À l’extrémité de la presqu’île tahitienne de Taiarapu, le Fenua ’Aihere, « terre de brousse », est la dernière zone sauvage de l’île polynésienne. Seules quelques bâtisses attestent d’une présence humaine. Même l’unique axe routier de Tahiti s’arrête aux portes de ce petit paradis, au PK0 (point kilométrique), dans le village de Teahupo’o. Sur cette terre vivent officiellement 600 habitants, dont la moitié environ vit à proximité dudit village.

C’est là que se dérouleront les épreuves de surf des Jeux olympiques, du 27 au 30 juillet. Vingt-huit athlètes logent sur un gros navire jusqu’au 6 août, amarré dans la baie de Vairao, à une vingtaine de minutes en navette maritime du lieu de la compétition. Et depuis l’annonce des Jeux, les maisons « ont poussé comme des champignons », observent les habitants. Locations, mais aussi résidences principales. Les épreuves des JO ne durent que quelques jours mais l’accueil d’un événement comme celui-ci a mis un sacré coup de projecteur sur le village et sa vague.

Une effervescence qui détonne avec la quiétude des lieux, où le temps semble s’être arrêté avec la route. Ici, les habitants veillent au grain pour que personne ne trouble l’équilibre de la biodiversité, qu’elle soit terrestre ou marine.
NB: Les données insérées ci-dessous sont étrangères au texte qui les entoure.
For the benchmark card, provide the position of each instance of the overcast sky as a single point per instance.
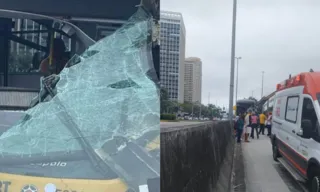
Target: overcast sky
(276, 36)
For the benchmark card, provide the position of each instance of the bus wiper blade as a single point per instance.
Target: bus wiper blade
(13, 160)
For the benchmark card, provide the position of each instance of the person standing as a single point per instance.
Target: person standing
(269, 123)
(239, 127)
(263, 119)
(254, 125)
(247, 126)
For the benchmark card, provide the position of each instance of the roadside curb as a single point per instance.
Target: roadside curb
(238, 170)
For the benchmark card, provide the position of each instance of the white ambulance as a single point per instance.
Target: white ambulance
(295, 128)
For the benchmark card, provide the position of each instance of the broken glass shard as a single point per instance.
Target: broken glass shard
(106, 92)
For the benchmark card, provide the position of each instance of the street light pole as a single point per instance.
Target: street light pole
(233, 43)
(262, 84)
(237, 58)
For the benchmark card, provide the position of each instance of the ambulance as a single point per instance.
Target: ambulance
(295, 128)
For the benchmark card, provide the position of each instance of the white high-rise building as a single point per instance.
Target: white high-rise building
(193, 80)
(172, 54)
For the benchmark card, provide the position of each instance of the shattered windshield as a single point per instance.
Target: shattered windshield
(106, 93)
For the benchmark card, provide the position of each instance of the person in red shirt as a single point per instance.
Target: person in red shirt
(269, 123)
(254, 120)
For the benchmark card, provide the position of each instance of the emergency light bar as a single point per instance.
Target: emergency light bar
(294, 81)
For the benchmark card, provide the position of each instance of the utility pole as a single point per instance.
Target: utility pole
(200, 110)
(192, 110)
(233, 43)
(237, 79)
(262, 84)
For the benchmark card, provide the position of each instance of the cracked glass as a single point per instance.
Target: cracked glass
(105, 93)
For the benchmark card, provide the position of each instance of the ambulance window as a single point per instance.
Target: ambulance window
(292, 109)
(309, 113)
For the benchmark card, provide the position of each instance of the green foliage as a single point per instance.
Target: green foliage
(168, 117)
(172, 107)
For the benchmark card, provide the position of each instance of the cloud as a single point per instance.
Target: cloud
(279, 37)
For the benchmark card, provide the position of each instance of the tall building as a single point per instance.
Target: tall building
(172, 54)
(193, 80)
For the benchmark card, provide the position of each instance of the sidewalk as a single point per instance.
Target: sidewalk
(260, 169)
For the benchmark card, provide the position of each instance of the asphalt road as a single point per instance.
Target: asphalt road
(262, 173)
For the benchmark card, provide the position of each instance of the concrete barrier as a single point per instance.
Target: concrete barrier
(197, 157)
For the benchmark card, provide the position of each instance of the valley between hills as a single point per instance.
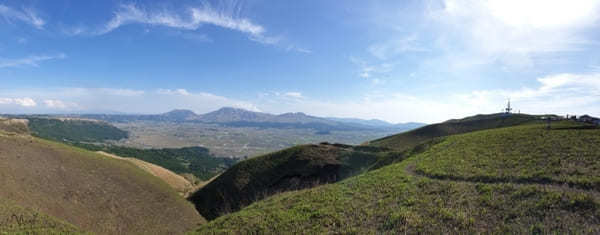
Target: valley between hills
(496, 173)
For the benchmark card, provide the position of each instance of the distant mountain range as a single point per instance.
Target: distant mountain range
(243, 118)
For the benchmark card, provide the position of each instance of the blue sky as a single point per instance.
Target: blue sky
(398, 61)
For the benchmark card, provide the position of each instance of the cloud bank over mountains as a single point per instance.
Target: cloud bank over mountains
(559, 94)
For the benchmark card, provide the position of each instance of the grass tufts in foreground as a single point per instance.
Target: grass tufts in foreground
(396, 199)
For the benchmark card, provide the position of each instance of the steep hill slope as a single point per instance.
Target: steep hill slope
(91, 191)
(487, 181)
(410, 139)
(18, 126)
(18, 220)
(291, 169)
(74, 130)
(177, 182)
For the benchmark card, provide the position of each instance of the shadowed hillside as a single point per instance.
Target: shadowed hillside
(18, 220)
(294, 168)
(522, 179)
(91, 191)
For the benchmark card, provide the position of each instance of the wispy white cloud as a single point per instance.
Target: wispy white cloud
(295, 95)
(391, 48)
(59, 104)
(513, 33)
(372, 71)
(558, 94)
(192, 19)
(29, 61)
(183, 92)
(25, 102)
(25, 15)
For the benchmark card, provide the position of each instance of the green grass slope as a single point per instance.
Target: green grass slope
(410, 139)
(91, 191)
(567, 154)
(290, 169)
(399, 199)
(74, 130)
(18, 220)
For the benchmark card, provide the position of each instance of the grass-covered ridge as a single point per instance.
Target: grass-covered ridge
(408, 140)
(568, 153)
(93, 192)
(290, 169)
(19, 220)
(396, 199)
(74, 130)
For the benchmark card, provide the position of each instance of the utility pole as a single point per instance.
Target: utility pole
(508, 108)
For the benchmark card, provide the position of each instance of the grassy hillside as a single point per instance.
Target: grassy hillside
(177, 182)
(74, 130)
(193, 160)
(565, 155)
(457, 197)
(408, 140)
(18, 126)
(18, 220)
(93, 192)
(291, 169)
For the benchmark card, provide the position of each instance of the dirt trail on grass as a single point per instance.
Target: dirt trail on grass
(176, 181)
(545, 183)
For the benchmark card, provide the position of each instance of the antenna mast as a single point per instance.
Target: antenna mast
(508, 108)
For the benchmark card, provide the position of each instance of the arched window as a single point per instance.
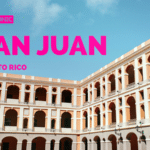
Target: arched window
(85, 115)
(53, 124)
(40, 94)
(112, 107)
(86, 94)
(112, 82)
(66, 144)
(133, 141)
(98, 143)
(113, 140)
(52, 144)
(39, 119)
(131, 103)
(66, 96)
(131, 76)
(66, 120)
(9, 143)
(24, 145)
(13, 92)
(11, 118)
(85, 143)
(38, 143)
(97, 86)
(97, 111)
(25, 123)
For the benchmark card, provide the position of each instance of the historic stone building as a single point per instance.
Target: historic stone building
(108, 110)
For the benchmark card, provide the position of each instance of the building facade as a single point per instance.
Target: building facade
(108, 110)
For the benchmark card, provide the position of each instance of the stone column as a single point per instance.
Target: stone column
(88, 92)
(81, 96)
(22, 93)
(56, 146)
(101, 87)
(93, 93)
(3, 91)
(123, 77)
(116, 79)
(101, 114)
(75, 120)
(50, 95)
(146, 105)
(106, 113)
(21, 118)
(124, 110)
(93, 118)
(19, 145)
(29, 144)
(106, 87)
(31, 119)
(58, 119)
(89, 145)
(81, 121)
(120, 145)
(74, 145)
(117, 111)
(49, 119)
(144, 67)
(88, 118)
(2, 117)
(126, 145)
(58, 96)
(47, 146)
(102, 145)
(136, 71)
(138, 112)
(108, 145)
(75, 96)
(32, 94)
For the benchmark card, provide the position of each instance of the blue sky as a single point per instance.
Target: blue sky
(125, 23)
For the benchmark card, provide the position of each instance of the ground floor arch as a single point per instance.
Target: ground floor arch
(85, 143)
(38, 143)
(97, 144)
(9, 143)
(112, 138)
(133, 141)
(65, 144)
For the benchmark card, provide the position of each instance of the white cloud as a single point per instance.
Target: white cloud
(102, 5)
(44, 11)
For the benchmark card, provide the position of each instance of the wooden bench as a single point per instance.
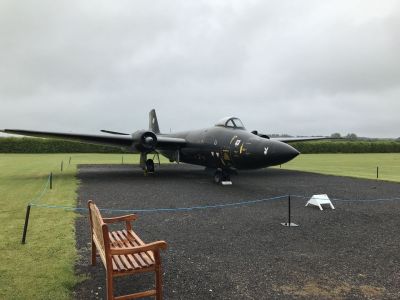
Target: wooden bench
(124, 253)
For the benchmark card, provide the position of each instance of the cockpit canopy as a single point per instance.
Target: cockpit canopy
(230, 122)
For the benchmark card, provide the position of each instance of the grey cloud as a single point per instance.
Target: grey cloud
(306, 67)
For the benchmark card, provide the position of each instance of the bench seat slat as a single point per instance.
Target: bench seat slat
(133, 236)
(123, 263)
(130, 241)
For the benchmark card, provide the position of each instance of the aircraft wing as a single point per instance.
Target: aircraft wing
(163, 142)
(300, 139)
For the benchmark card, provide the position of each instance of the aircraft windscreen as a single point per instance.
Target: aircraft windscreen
(238, 123)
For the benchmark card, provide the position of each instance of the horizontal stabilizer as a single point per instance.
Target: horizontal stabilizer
(114, 132)
(300, 139)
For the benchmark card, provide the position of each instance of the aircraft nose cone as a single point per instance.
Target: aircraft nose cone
(284, 152)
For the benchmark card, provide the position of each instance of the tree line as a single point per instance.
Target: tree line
(37, 145)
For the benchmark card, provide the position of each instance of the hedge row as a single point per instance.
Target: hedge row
(348, 147)
(35, 145)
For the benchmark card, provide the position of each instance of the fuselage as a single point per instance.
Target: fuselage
(230, 148)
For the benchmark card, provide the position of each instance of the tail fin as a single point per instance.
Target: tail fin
(153, 123)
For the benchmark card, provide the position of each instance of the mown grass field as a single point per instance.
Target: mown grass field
(354, 165)
(44, 267)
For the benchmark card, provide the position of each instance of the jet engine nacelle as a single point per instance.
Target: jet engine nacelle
(144, 141)
(264, 136)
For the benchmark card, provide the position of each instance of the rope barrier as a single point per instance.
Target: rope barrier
(145, 210)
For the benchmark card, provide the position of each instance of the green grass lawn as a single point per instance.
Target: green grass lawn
(44, 267)
(353, 165)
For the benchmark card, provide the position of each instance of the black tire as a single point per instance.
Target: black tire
(217, 177)
(150, 166)
(226, 176)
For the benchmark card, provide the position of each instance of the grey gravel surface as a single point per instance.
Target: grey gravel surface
(243, 252)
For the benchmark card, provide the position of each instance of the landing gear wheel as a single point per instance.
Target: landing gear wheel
(221, 176)
(217, 177)
(226, 176)
(149, 166)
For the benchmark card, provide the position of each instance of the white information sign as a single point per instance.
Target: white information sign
(319, 200)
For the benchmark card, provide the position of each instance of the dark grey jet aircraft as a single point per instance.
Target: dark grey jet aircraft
(224, 148)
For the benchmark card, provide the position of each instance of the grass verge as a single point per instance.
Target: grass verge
(352, 165)
(43, 268)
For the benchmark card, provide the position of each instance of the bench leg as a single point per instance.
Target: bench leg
(159, 295)
(93, 253)
(109, 286)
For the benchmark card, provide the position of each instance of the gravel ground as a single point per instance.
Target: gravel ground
(243, 252)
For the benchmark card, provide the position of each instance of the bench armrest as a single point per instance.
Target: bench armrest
(128, 218)
(154, 246)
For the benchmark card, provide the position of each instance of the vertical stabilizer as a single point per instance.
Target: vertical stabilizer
(153, 122)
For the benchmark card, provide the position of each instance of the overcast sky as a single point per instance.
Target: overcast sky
(297, 67)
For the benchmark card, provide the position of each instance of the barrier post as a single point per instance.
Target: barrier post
(28, 211)
(289, 222)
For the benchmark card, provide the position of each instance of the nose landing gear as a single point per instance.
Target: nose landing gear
(146, 164)
(222, 177)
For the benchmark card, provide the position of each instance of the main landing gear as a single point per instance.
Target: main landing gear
(223, 177)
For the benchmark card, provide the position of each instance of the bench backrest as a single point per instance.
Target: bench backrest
(99, 229)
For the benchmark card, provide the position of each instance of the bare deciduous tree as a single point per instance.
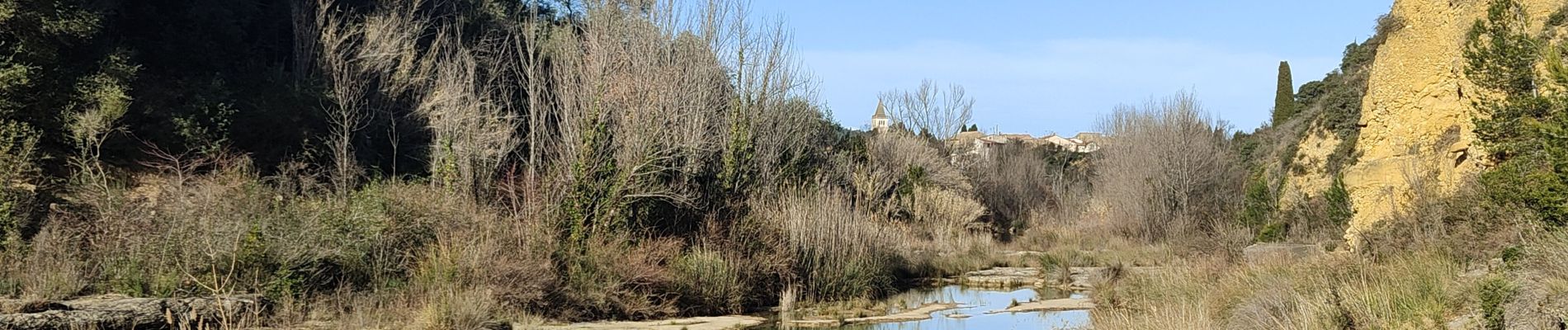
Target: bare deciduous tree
(1165, 167)
(930, 110)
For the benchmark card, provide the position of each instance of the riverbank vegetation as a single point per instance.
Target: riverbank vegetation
(458, 165)
(461, 165)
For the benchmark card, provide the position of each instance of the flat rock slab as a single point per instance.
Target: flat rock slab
(1003, 277)
(1051, 305)
(120, 312)
(711, 323)
(904, 316)
(1280, 252)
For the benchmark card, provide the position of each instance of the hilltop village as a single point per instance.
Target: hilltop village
(980, 146)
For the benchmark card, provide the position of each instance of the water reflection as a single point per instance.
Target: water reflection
(975, 302)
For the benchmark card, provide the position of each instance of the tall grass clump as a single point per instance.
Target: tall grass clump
(1413, 291)
(841, 252)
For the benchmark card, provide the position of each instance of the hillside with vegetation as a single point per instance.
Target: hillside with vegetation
(502, 165)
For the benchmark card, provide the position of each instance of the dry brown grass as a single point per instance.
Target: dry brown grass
(1413, 291)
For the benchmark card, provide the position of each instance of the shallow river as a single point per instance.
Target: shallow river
(975, 304)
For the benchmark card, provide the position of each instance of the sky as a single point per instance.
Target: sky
(1054, 66)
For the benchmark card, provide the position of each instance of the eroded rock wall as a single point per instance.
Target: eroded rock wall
(1418, 111)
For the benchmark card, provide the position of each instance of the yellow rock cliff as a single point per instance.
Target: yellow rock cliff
(1416, 116)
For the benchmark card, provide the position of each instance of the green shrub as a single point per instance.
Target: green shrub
(709, 284)
(1495, 295)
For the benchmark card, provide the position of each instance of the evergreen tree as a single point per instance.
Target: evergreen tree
(1285, 96)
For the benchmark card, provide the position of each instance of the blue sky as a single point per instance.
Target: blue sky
(1037, 66)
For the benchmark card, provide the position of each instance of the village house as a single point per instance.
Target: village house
(880, 120)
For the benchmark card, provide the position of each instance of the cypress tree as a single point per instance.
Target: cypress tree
(1285, 96)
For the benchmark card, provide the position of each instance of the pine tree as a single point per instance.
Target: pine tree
(1285, 96)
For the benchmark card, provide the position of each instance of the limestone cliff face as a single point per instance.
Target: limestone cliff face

Ces espaces naturels sont sacrés et recèlent encore de nombreux marae, lieu où se déroulaient des rites religieux.
© Lorraine Gregori / Reporterre

Le cours d’eau qui traverse le village de Teahupo’o est le repère des locaux entre leur monde et l’extérieur. Après la rivière, seul un chemin de terre se poursuit pendant quelques centaines de mètres avant de disparaître à son tour. Pour y accéder, les véhicules doivent traverser le cours d’eau, dangereux lors des fortes crues. « Le gouvernement polynésien avait proposé de faire un passage pour les voitures, auquel on était favorable, mais les familles ne s’entendaient pas et le projet a été annulé », explique Tetuanui Hamblin, le maire de Taiarapu-Ouest, dont fait partie Teahupo’o. Après la passerelle piétonne, ce ne sont que des terres familiales. « Le rôle du foncier est intéressant par ici, c’est un patchwork de chemins qui appartiennent aux particuliers », explique une habitante. Chacun a donc son mot à dire.

Il suffit de s’engouffrer dans l’épaisse forêt tropicale et de marcher quelques minutes pour arriver chez Naina Taraufau. Comme de nombreux anciens de l’arrière-pays, la dame d’une soixantaine d’années parle principalement tahitien. Les rares fois où elle se rend en ville, c’est pour consulter un médecin ou faire un stock de denrées qu’elle ne peut se procurer sur sa terre. Sa fille, Victoria Hare, vit dans la maisonnette voisine. Elle cultive des haricots, des concombres, des aubergines ou encore du gingembre. « Et monsieur va à la pêche », précise-t-elle. Une vie simple, presque en autosuffisance, loin de l’agitation du village : « Ce qui se passe là-bas ne nous concerne pas », dit-elle timidement.

Des espaces naturels sacrés

La possibilité de poursuivre l’axe routier pour pouvoir circuler plus facilement ne les intéresse pas. Il y a des années, un riverain avait acheté une maison secondaire au cœur de ce territoire et avait fait une demande pour qu’une route de terre aille jusque chez lui. « L’association de défense du Fenua ’Aihere s’était opposée à ce projet et la demande avait été déboutée par le juge », explique Annick Paofai, présidente de l’association.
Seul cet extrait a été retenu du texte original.